Many of today’s complex scientific applications now require a vast amount of computational power. General purpose graphics processing units (GPGPUs) enable researchers in a variety of fields to benefit from the computational power of all the cores available inside graphics cards.

Understand the Benefits of Using GPUs for Many Scientific Applications

Designing Scientific Applications on GPUs shows you how to use GPUs for applications in diverse scientific fields, from physics and mathematics to computer science. The book explains the methods necessary for designing or porting your scientific application on GPUs. It will improve your knowledge about image processing, numerical applications, methodology to design efficient applications, optimization methods, and much more.

Everything You Need to Design/Port Your Scientific Application on GPUs

The first part of the book introduces the GPUs and Nvidia’s CUDA programming model, currently the most widespread environment for designing GPU applications. The second part focuses on significant image processing applications on GPUs.

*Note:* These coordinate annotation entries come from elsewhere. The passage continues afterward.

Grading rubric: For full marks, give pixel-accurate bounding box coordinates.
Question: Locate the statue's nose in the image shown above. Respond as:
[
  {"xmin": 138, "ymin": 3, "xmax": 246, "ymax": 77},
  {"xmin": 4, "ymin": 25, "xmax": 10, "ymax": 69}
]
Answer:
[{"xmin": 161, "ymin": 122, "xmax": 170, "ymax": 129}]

The third part presents general methodologies for software development on GPUs and the fourth part describes the use of GPUs for addressing several optimization problems. The fifth part covers many numerical applications, including obstacle problems, fluid simulation, and atomic physics models. The last part illustrates agent-based simulations, pseudorandom number generation, and the solution of large sparse linear systems for integer factorization. Some of the codes presented in the book are available online.